L’Europe a du mal à suivre le rythme d’un secteur en plein essor. Alors que les ventes d’armes explosent à l’échelle mondiale, les entreprises européennes, freinées par des processus de production complexes et des contrats anciens, tardent à s’adapter aux nouvelles demandes du marché.
L’industrie de l’armement en constante évolution
Les 100 plus grandes entreprises d’armement ont généré des revenus cumulés de 632 milliards de dollars en 2023selon le dernier rapport de l’Institut international de recherche sur la paix de Stockholm (Sipri). Une hausse de 4,2% par rapport à 2022, marquée par une demande accrue dans un contexte de conflits en Ukraine et au Moyen-Orient. Si les Etats-Unis dominent encore largement ce secteur, la croissance la plus impressionnante revient à l’entreprise russe Rostec, avec une hausse de 49,3% en un an.
Le rapport Sipri met en évidence une augmentation généralisée des revenus dans toutes les régions du globe. Cette croissance est particulièrement marquée en Russie et au Moyen-Orient, où les fabricants d’armement ont su répondre rapidement à la demande. Lorenzo Scarazzato, chercheur à l’institut, explique que cette dynamique devrait se poursuivre en 2024, soutenue par des campagnes de recrutement et des stratégies de production adaptées.
Cependant, toutes les entreprises ne sont pas logées à la même enseigne.
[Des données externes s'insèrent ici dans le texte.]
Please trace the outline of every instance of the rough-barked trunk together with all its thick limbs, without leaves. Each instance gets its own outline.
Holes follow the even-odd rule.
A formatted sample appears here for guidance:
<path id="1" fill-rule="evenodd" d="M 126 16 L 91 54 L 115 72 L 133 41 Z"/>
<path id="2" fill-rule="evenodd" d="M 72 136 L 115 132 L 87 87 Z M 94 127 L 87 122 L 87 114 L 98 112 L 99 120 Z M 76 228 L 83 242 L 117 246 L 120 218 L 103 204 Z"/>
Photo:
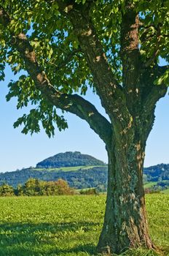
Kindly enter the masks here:
<path id="1" fill-rule="evenodd" d="M 89 6 L 69 0 L 57 2 L 60 13 L 74 27 L 74 34 L 79 39 L 80 48 L 93 74 L 95 89 L 110 122 L 90 102 L 76 94 L 62 94 L 55 89 L 55 85 L 51 85 L 24 34 L 15 35 L 13 45 L 25 61 L 36 89 L 57 108 L 86 120 L 106 143 L 109 156 L 108 192 L 98 252 L 119 254 L 136 246 L 153 249 L 146 220 L 143 166 L 146 140 L 154 123 L 155 105 L 167 91 L 165 87 L 155 87 L 154 79 L 164 70 L 157 64 L 147 67 L 141 61 L 138 47 L 139 18 L 130 1 L 126 1 L 126 12 L 122 14 L 122 85 L 114 79 L 90 18 L 90 4 L 94 1 L 88 1 Z M 3 8 L 0 22 L 4 26 L 10 22 Z"/>

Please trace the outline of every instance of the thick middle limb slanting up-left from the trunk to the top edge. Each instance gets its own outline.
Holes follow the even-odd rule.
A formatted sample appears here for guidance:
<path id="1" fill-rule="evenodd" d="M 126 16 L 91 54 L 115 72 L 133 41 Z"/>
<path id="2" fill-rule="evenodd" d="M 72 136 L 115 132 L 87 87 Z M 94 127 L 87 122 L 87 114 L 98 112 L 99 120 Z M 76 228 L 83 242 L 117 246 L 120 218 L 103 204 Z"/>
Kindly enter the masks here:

Aux États-Unis, des géants de l’industrie comme Lockheed Martin et RTX (anciennement Raytheon Technologies) ont enregistré des baisses respectives de 1,6 % et 1,3 %, en raison de la complexité des chaînes d’approvisionnement. Nan Tian, directeur du programme de dépenses militaires du Sipri, précise que ces difficultés ont principalement touché les secteurs de l’aéronautique et des missiles.
En Asie, les constructeurs sud-coréens et japonais obtiennent de bons résultats, avec des hausses de revenus combinées de 39 % et 35 % respectivement. Cette dynamique reflète un réarmement général en réponse aux tensions croissantes dans la région.
Un secteur façonné par les conflits
Contrairement à d’autres régions, l’Europe peine à s’adapter à une demande croissante. Les 27 plus grandes entreprises européennes (hors Russie) ont enregistré une hausse insignifiante de 0,2% de leur chiffre d’affaires, pour atteindre un total de 133 milliards de dollars en 2023. Cette faible hausse s’explique par de précédents contrats toujours en cours, ainsi que par des délais de production plus longs pour les systèmes d’armes complexes. .
Parmi ces entreprises européennes, cinq sont françaises : Thales, Naval Group, Safran, Dassault Aviation et le CEA. Leur présence dans le classement démontre un savoir-faire reconnu, mais leur capacité à réagir rapidement aux nouvelles commandes reste limitée.
Les tensions géopolitiques jouent un rôle central dans l’expansion de cette industrie. La guerre en Ukraine et le conflit à Gaza ont fortement stimulé les ventes d’armes dans les régions concernées. Au Moyen-Orient, les six entreprises du classement ont vu leurs revenus augmenter de 18 %, pour atteindre 19,6 milliards de dollars. En Israël, les trois plus grandes entreprises ont réalisé un chiffre record de 13,6 milliards de dollars, tandis que les fabricants turcs ont enregistré une croissance de 24 %, tirée par la hausse des exportations.